Reed has also walked among the dead, searching for his great-great-great-grandfather. He visited a timber country cemetery in Marengo County, Alabama, hoping to pick up the trail where the records had left him cold. He’s still searching. “I’m right up against that brick wall of enslavement and haven’t made that bridge yet. I say yet because I’m in it for the long haul,” he says, smiling over the video connection from Utah.

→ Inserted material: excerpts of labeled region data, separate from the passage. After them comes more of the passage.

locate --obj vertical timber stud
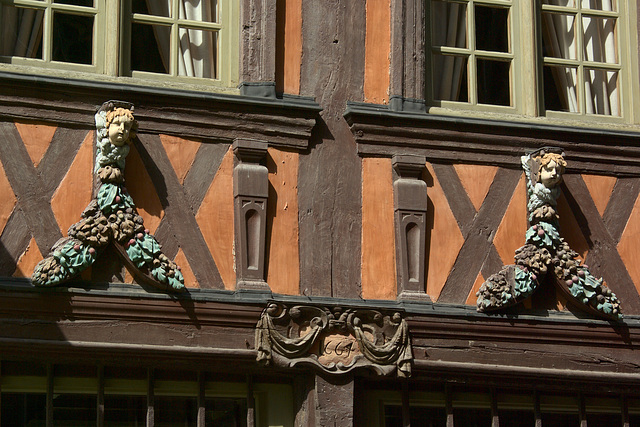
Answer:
[233,139,269,291]
[392,155,430,301]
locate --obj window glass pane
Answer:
[131,0,172,18]
[498,409,536,427]
[409,406,447,427]
[0,5,44,59]
[543,65,578,113]
[453,408,492,427]
[205,398,247,427]
[477,59,511,105]
[53,393,98,427]
[0,393,47,427]
[51,12,93,64]
[582,0,617,12]
[154,396,198,427]
[582,17,618,64]
[542,12,577,59]
[431,1,467,48]
[475,5,509,52]
[542,412,580,427]
[104,395,147,427]
[178,28,218,79]
[584,69,620,116]
[584,414,620,427]
[131,23,171,74]
[54,0,93,7]
[180,0,218,22]
[433,55,469,102]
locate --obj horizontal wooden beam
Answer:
[344,102,640,176]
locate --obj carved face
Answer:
[109,116,133,147]
[539,160,563,188]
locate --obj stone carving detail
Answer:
[476,148,622,319]
[31,101,184,291]
[256,302,413,377]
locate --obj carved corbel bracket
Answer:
[255,302,413,377]
[233,139,269,290]
[392,155,430,301]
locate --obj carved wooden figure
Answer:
[476,148,622,319]
[233,139,269,290]
[392,155,430,301]
[31,101,184,291]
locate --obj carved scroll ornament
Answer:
[255,302,413,377]
[476,148,622,319]
[31,101,184,291]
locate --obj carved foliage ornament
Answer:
[476,148,622,319]
[31,101,184,291]
[255,302,413,377]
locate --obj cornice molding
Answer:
[344,102,640,176]
[0,72,322,150]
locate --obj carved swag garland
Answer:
[476,148,622,319]
[31,101,184,291]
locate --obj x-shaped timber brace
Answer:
[31,101,184,291]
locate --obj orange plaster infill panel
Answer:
[283,0,302,95]
[427,163,464,301]
[13,237,43,277]
[160,135,200,183]
[558,194,589,260]
[466,272,485,305]
[618,192,640,293]
[51,132,94,236]
[493,175,527,265]
[16,123,57,167]
[362,158,398,300]
[453,164,498,211]
[0,159,17,234]
[364,0,391,104]
[582,174,617,216]
[124,145,164,234]
[173,248,200,288]
[196,147,236,290]
[267,148,300,295]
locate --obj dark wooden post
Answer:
[392,155,429,301]
[233,139,269,290]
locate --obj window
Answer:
[0,0,239,87]
[427,0,637,121]
[358,383,640,427]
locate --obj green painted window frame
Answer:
[0,0,240,90]
[425,0,640,125]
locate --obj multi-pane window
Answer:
[0,361,293,427]
[427,0,637,120]
[0,0,238,87]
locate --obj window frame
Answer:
[424,0,640,125]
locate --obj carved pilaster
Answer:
[233,139,269,290]
[392,155,429,301]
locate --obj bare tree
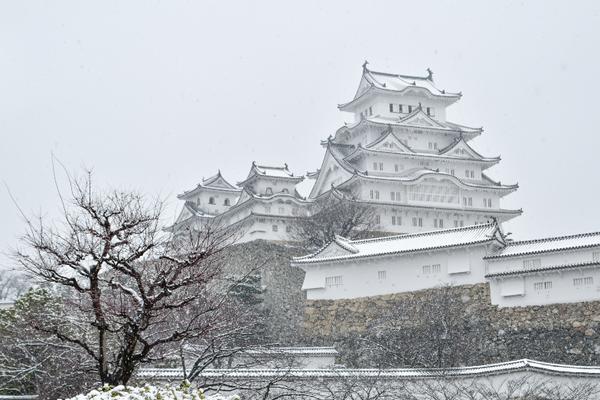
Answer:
[0,288,95,399]
[362,285,484,368]
[0,269,29,301]
[14,174,246,384]
[292,188,377,248]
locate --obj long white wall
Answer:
[302,245,486,300]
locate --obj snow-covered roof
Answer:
[292,222,503,264]
[485,232,600,259]
[244,346,339,357]
[177,170,241,200]
[339,168,519,196]
[336,114,483,139]
[296,174,317,199]
[238,162,304,186]
[485,261,600,278]
[137,359,600,380]
[338,62,462,110]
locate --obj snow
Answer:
[60,382,239,400]
[368,71,457,97]
[293,223,497,264]
[136,359,600,380]
[486,232,600,259]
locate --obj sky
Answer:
[0,0,600,266]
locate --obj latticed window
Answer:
[533,281,552,291]
[573,276,594,286]
[408,184,459,203]
[325,275,344,287]
[523,258,542,269]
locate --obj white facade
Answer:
[292,223,600,307]
[485,233,600,307]
[292,223,504,300]
[172,65,521,241]
[135,359,600,400]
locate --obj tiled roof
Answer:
[485,232,600,259]
[292,222,501,264]
[238,162,304,186]
[137,359,600,380]
[485,261,600,278]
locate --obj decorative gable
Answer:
[319,241,354,258]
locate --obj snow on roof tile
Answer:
[485,232,600,259]
[292,222,499,264]
[485,261,600,278]
[137,359,600,380]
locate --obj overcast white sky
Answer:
[0,0,600,264]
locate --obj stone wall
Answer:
[227,240,600,367]
[218,240,306,345]
[303,284,600,365]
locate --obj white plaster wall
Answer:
[190,189,239,215]
[490,268,600,307]
[487,246,600,274]
[301,245,486,300]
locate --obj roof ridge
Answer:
[484,257,600,277]
[507,231,600,246]
[349,221,495,244]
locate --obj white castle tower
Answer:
[171,62,521,241]
[309,62,522,232]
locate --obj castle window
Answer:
[325,275,344,287]
[573,276,594,286]
[533,281,552,292]
[523,258,542,269]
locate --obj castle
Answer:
[170,62,600,307]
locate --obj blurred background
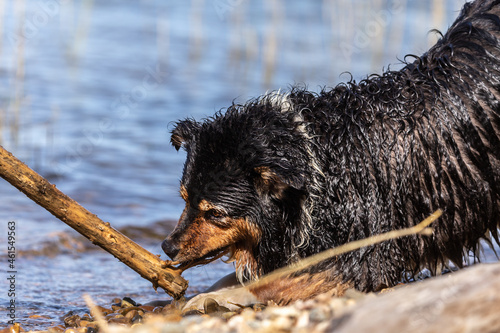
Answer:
[0,0,464,328]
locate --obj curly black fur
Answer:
[166,0,500,290]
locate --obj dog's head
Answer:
[162,100,307,279]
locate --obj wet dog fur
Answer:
[162,0,500,303]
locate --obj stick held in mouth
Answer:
[0,146,188,299]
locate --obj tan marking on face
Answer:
[176,213,261,268]
[198,199,217,212]
[180,185,189,202]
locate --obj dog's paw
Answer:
[182,287,259,313]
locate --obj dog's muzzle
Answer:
[161,238,180,260]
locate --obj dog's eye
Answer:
[206,209,224,220]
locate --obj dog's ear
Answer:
[254,166,304,200]
[170,119,200,150]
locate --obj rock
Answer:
[330,263,500,333]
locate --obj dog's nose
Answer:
[161,238,179,260]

The internet may well prove to be the ultimate genealogical tool. Artificial Intelligence will soon support optical character recognition even for difficult-to-decipher handwritten records, says Reed. But the future of the past lies in crowd-sourcing, in a wide network of inquisitive minds. It’s happening right now, a million aha moments on message boards and social media pages, where users share notes, photos, and scans from the front pages of family bibles.

It’s a project that anyone can contribute to. “With this whole racial tension in the U.S. right now,” Reed says, “a lot of my white friends have approached me and asked, What can I do to make things better? Part of it is participating in these projects to make more records accessible for people of African descent.”

FamilySearch has acquired and digitized records from the Caribbean, civil registrations that haven’t been indexed, he says. “So we need volunteers just like the Freedmen’s Bureau Project to jump on board and help us index and make these records searchable for our brothers and sisters in the Caribbean.” And there are efforts around the country to reclaim African American cemeteries. “Get involved in your local community,” says Reed. “Help reclaim a cemetery, and put that information on websites to make it accessible to more people worldwide. That’s what allies who want to help the cause can do.”

Jordan is hoping to pass the genealogy torch to younger generations. From the age of 3, his granddaughter showed an interest, he says, and her face lit up seeing photos he’d discovered of his great-grandparents. More recently, for Black History Month, she did a school project on her family tree.

His granddaughter, now 8, has caught the spark. She recites the names of those who went before. She feels their weight and carries them on.